A black woman with a teenage son told me that several people had sent her the recent Atlanta Journal-Constitution article about black colleges “struggling” with low graduation rates to warn her against sending her son to an HBCU. The article’s headline stated that the six-year graduation rates at “many” HBCUs are lower than 20 percent.
With no mention of the total number of HBCUs anywhere in the article, the reader must infer what “many” means. In total, 101 HBCUs currently qualify for federal support; therefore, the AJC’s definition of “many” is just shy of 20 percent. In addition, according to the Integrated Postsecondary Education Data System, 602 non-HBCU institutions of higher education, including predominantly white institutions, have graduation rates of 20 percent or less. This represents just shy of 20 percent of all institutions of higher education with data available for analysis. So if 20 percent means “many” to the AJC, the article should have been titled, “6-Year Graduation Rates at Many Colleges and Universities Lower Than 20 Percent,” and “HBCU” removed from the center of the story.
As with most sectors of higher education, HBCU graduation rates are normally distributed around a mean. The AJC irresponsibly took HBCUs from the far right of the bell curve and presented them as the HBCU norm, thereby giving the impression that low graduation rates are common, even ubiquitous, among HBCUs.
Most of the 20 HBCUs highlighted were small, private HBCUs that you’ve never heard of. The small size of their enrollment makes numeric calculations of their graduation rates very volatile, so the figures should be interpreted with extreme caution.
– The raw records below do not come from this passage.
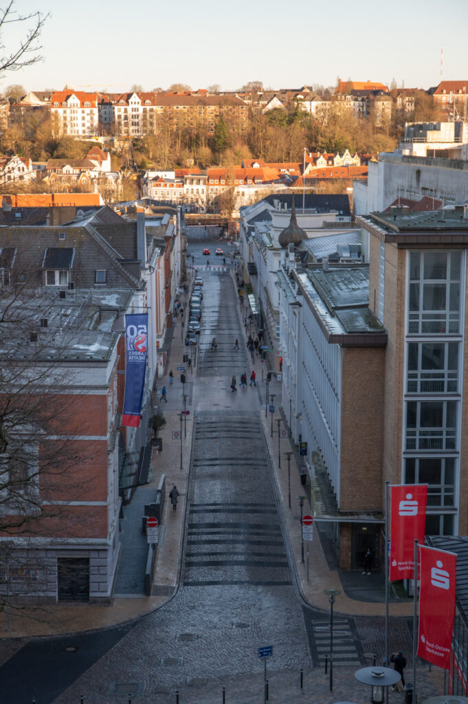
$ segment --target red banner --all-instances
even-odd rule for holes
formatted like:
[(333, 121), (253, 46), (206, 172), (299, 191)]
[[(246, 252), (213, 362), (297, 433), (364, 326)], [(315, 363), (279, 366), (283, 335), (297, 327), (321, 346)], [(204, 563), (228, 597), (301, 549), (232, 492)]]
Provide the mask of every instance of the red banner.
[(415, 541), (424, 542), (427, 484), (391, 486), (390, 581), (415, 574)]
[(455, 612), (457, 555), (419, 546), (419, 579), (417, 654), (448, 670)]

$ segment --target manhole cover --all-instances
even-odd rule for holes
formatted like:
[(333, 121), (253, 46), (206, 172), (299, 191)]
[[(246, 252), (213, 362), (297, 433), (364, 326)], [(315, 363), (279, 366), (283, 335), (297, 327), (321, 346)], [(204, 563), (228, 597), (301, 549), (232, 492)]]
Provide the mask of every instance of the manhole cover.
[(182, 665), (183, 659), (182, 658), (163, 658), (161, 665)]
[(204, 679), (203, 677), (187, 677), (186, 683), (187, 685), (190, 686), (200, 686), (203, 684), (206, 684), (208, 680)]
[(114, 687), (115, 694), (138, 694), (138, 682), (118, 682)]

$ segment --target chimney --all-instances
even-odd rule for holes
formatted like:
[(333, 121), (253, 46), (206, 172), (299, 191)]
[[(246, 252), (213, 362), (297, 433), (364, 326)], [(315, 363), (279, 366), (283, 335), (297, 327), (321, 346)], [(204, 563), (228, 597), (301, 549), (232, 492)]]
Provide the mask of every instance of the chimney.
[(140, 267), (146, 265), (146, 235), (145, 231), (145, 214), (137, 213), (137, 258), (140, 260)]
[(52, 206), (49, 208), (49, 225), (51, 227), (70, 222), (76, 217), (75, 206)]

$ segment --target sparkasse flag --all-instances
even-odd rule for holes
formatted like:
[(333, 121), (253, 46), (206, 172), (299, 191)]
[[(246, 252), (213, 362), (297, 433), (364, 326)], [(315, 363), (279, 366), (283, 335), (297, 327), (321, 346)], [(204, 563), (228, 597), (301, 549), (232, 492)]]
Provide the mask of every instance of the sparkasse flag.
[(417, 654), (448, 670), (455, 612), (457, 555), (420, 545), (419, 579)]
[(411, 579), (415, 541), (424, 542), (427, 484), (391, 486), (390, 581)]

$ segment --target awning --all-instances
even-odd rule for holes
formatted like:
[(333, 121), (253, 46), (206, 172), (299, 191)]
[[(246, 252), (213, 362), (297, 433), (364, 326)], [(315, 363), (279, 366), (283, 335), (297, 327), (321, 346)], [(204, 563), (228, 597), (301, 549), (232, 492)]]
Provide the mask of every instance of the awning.
[(255, 295), (253, 294), (249, 294), (247, 298), (248, 298), (248, 305), (251, 307), (251, 310), (254, 315), (257, 315), (260, 313), (260, 308)]

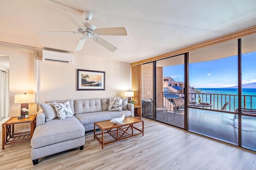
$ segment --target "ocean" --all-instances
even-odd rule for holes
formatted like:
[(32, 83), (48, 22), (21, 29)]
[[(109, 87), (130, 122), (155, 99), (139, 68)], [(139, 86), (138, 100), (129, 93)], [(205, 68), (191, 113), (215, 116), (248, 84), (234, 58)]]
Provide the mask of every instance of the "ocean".
[[(234, 88), (199, 88), (202, 90), (203, 93), (227, 94), (238, 95), (238, 94), (237, 89)], [(256, 96), (256, 89), (242, 89), (242, 95)]]
[[(238, 90), (235, 88), (198, 88), (202, 90), (202, 93), (200, 95), (203, 102), (214, 103), (214, 109), (220, 109), (225, 102), (230, 102), (230, 106), (227, 107), (227, 110), (234, 111), (238, 108)], [(205, 94), (214, 94), (212, 95), (212, 101), (210, 101), (210, 95)], [(242, 89), (242, 108), (256, 109), (256, 88)], [(196, 97), (196, 101), (198, 100)], [(212, 108), (213, 109), (213, 108)]]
But more important, according to IPEDS, the 20 HBCUs with the lowest graduation rates collectively enroll 70 percent-Pell Grant-eligible students (read: low-income students), and most are open admissions. Only 22 percent of the University of Georgia’s students are Pell-eligible, which the article randomly selected for comparison.
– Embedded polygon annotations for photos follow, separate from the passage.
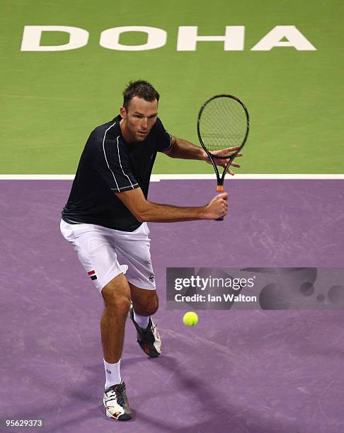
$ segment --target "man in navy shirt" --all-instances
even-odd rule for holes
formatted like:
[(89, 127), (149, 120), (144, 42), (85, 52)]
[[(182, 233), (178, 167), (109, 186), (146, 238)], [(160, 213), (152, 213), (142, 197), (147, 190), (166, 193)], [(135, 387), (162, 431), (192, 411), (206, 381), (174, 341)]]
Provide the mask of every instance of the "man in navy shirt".
[[(159, 301), (147, 221), (217, 219), (226, 214), (228, 206), (226, 192), (200, 207), (147, 200), (158, 151), (171, 158), (210, 161), (202, 148), (165, 130), (157, 117), (159, 95), (151, 84), (131, 82), (123, 96), (120, 115), (96, 127), (87, 140), (61, 221), (62, 235), (73, 245), (104, 300), (103, 404), (107, 416), (119, 420), (132, 416), (120, 373), (128, 313), (143, 351), (150, 357), (161, 352), (151, 318)], [(227, 162), (218, 161), (223, 166)]]

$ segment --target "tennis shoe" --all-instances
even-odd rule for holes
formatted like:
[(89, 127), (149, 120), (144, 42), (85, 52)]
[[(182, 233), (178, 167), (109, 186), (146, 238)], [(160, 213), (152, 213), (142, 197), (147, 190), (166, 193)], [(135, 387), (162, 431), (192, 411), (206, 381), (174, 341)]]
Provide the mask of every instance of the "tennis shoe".
[(113, 385), (104, 391), (103, 404), (106, 408), (106, 416), (109, 418), (127, 421), (132, 417), (123, 381), (118, 385)]
[(149, 318), (148, 326), (146, 329), (140, 328), (134, 320), (134, 308), (132, 306), (129, 311), (129, 317), (135, 325), (137, 333), (137, 342), (142, 350), (149, 357), (156, 358), (161, 354), (161, 340), (159, 335), (158, 328)]

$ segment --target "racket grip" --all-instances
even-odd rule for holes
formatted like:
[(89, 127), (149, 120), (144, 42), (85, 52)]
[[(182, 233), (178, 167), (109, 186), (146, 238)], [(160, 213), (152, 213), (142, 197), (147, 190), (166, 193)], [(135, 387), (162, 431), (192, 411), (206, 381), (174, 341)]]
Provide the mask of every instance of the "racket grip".
[[(218, 195), (219, 194), (221, 194), (222, 192), (224, 192), (224, 185), (218, 185), (216, 187), (216, 195)], [(217, 218), (215, 221), (223, 221), (224, 219), (224, 216), (220, 216), (219, 218)]]

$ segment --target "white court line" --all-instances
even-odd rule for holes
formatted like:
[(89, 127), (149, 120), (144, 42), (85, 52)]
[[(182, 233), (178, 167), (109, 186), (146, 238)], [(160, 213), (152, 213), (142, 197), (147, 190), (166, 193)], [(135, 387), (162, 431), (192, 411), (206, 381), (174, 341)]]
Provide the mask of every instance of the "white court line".
[[(0, 180), (73, 180), (74, 175), (0, 175)], [(236, 174), (227, 175), (227, 179), (344, 179), (344, 174)], [(216, 179), (214, 174), (154, 174), (151, 182), (160, 180), (187, 180), (197, 179)]]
Graduating from college represents the hallmark of a collegiate experience and, for most, encapsulates the purpose of higher education, particularly among students of color. Students, families, higher education leaders and policymakers agree that graduation is important; however, there are deep and persistent differences in how people and institutions view graduation rates. Students of color take many paths to graduation that are reflected in a diversity of experiences that people have before and during college matriculation.
The 20 HBCUs highlighted in the AJC article, as well as the 602 PWIs, Hispanic-serving institutions and tribal colleges, educate students that the most popular universities reject. These students are more likely to need remedial courses in college and to work full time in order to pay tuition. As a result, these students will typically not complete college at the same pace as students who benefited from a college-preparatory curriculum in high school and have parents who pay their tuition, fees and living expenses. Therefore, problems arise when trying to compare the graduation rates between the “people’s institutions” with those of highly competitive, affluent institutions of higher education.
There is a noticeable information gap between the layperson’s understanding and the technical definitions of the graduation rate that leads to many misconceptions, condemnations and stereotyping of groups of people and institutions that have lower graduation rates, including black, Hispanic and American Indian students. The AJC article is a great example of how thoughtless interpretations of the graduation rate can lead to harmful misinformation.
When used effectively, graduation rates can offer a meaningful way to compare peer institutions, as well as a uniform method for individual institutions to measure success and establish strategic priorities. Popular media outlets like the AJC could promote good higher education practice and policy with a nuanced interpretation of the graduation rates, which highlights students rather than numbers.
For black people who, like the woman I referenced in the opening paragraph, are being fed this b.s. article (“b.s.” meaning “bad stats”), remember that when it comes to black people, if it sounds too bad to be true, it probably is.
Black people need black people who believe in black people enough not to believe every bad thing they hear about black people.